Nach-Wahl-Wehen – 2006 / 2025

Den folgenden Text habe ich im Jahr 2006 nach einer Kommunal-Wahl in Heidelberg geschrieben. Heute stellte ich fest, dass er anscheinend universelle Gültigkeit beanspruchen kann – und will ihn deshalb der Nachwelt nicht vorenthalten.

Gerade gestern – genau sieben Tage nach der BTW25 – stellte ich fest, dass straßauf-straßab alle Laternen noch mit Wahlplakaten geschmückt sind. Weit überwiegend sind es BLAUE. Von jener Partei, die behauptet genau zu wissen, was die Menschen sich wünschen. Sie haben erspürt: „…bitte lasst uns eure Konterfeis noch eine Weile genießen!“

Aber auch andere: so sah ich eine große Verkehrsinsel vollgestopft mit drei Riesen-Aufstellerplakaten mit Abbildern von Personen, die in der Führung ihrer Parteien in der beworbenen Zukunft alle erklärtermaßen keine Rolle mehr spielen wollen!

daher … siehe folgend! (Besonders bemerkenswert fand ich im Nachhinein das Postskriptum …)

Nach-Wahl-Wehen

Schadenfreude ist mir fremd!

Ehrlich!

Ich fühle wirklich mit den Politikern

nach so einer Wahl…

Das ist schließlich eine heikle Prozedur:

Nicht zu vergleichen mit einer Prüfung

im Schul- oder Berufsleben 

– wenn man

die versäbelt hat, 

weiß man meist schon, warum!

Aber das Urteil des Wählers

hat oft mehr mit dem Orakel von Delphi zu tun

als mit einer objektiven Benotung

der Politiker-Leistung!

Da hat sich einer brav in der

Regierungsverantwortung abgerackert –

Und wird vom Wähler abgewatscht,

er weiß nicht wofür?!

Allerdings: er oder seine Partei 

bekommt auch gleichzeitig ein 

Geschenk vom Wähler:

sie dürfen jetzt raus finden,

was sie das nächste Mal 

besser machen können

(ob’s hilft?).

Nun lecken sie ihre Wunden gemeinsam,

was sie wieder näher zusammen bringt

und vielleicht auch stärkt … oder auch nicht.

Da hat einer insgeheim selbst festgestellt,

dass er im Wahlkampf eine 

miserable Figur gemacht hat –

und wird vom Wähler mit dem

Siegeslorbeer beschenkt!

Die arme Sau!

Erschreckt stellt er fest,

Schluss mit dem Schwätzen –

Jetzt müssen wir regieren…

Und wendet sich nahtlos dem Kampf um die Posten zu.

Aber auch wir Wähler

bekommen mit der Wahlnacht ein Geschenk:

wir dürfen uns in den kommenden Tagen

die Plakat-Ruinen des vorangegangenen

Wahlkampfes ansehen.

Ein satirischer Genuss,

manchmal sogar eine Gaudi

im Wissen um das Ergebnis !

Die Sprüche und Posen

bekommen im Lichte der Resultate

oft eine völlig neue, unbeabsichtigte Bedeutung.

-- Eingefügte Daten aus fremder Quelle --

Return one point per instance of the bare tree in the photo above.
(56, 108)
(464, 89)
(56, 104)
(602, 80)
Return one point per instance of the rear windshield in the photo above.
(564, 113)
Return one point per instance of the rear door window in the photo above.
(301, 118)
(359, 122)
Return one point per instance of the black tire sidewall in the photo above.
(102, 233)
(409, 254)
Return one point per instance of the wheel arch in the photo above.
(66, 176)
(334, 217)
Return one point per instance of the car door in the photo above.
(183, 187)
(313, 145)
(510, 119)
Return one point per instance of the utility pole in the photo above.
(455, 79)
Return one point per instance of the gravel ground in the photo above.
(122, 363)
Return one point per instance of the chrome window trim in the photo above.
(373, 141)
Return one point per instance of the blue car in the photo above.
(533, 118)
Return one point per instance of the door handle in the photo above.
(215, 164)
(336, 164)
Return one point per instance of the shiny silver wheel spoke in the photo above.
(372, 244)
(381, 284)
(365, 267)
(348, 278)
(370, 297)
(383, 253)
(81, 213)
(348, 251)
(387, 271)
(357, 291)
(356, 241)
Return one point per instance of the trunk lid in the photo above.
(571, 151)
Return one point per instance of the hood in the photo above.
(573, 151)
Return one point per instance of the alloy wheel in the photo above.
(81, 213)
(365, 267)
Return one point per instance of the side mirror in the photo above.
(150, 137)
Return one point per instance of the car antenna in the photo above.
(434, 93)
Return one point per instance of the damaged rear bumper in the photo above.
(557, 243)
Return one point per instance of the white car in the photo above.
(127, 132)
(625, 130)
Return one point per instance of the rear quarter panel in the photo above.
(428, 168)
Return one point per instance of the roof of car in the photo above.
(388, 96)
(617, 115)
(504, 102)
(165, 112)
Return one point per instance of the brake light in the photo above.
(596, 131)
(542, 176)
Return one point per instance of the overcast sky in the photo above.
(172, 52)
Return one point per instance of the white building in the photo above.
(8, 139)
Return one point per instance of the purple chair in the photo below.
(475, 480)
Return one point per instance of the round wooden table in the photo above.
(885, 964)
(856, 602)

Dass die Betroffenen (meist die Verlierer) 

die Plakate dennoch

tage- und wochenlang

hängen lassen

zeugt vom Instinktverlust des Menschen:

Viele Tiere markieren ihr Revier

(meist mit Urin)

sorgen aber ansonsten dafür, dass Ihr

aktueller Standpunkt nicht so leicht

aufgespürt werden kann

(indem sie ihren Kot vergraben).

Wahlplakate sind erst der „Urin“, 

nach der Wahlnacht aber der „Kot“ 

der PolitikerInnen/Parteien:

sie sollten ihn noch am Wahlabend

vergraben!

Sollte ich einmal eine Partei gründen

(bitte halten Sie mich davon ab!)

werde ich als 

Paragraph eins 

in’s Statut schreiben:

„Alle Wahlplakate sind 

noch in der Wahlnacht

zu entfernen – 

100% !“

Danach darf gefeiert / Wunden geleckt werden. 

P.S:

Ich wünsche mir auch ein Geschenk vom Wähler:

Er möge seine Watschen-Wahltaktik 

bitte insofern überdenken,

dass nicht am Ende der Tage

die politische Klasse nur noch

aus opportunistischen Arschlöchern besteht.

Die Demokratie hält viel aus,

aber daran würde sie am Ende zugrunde gehen.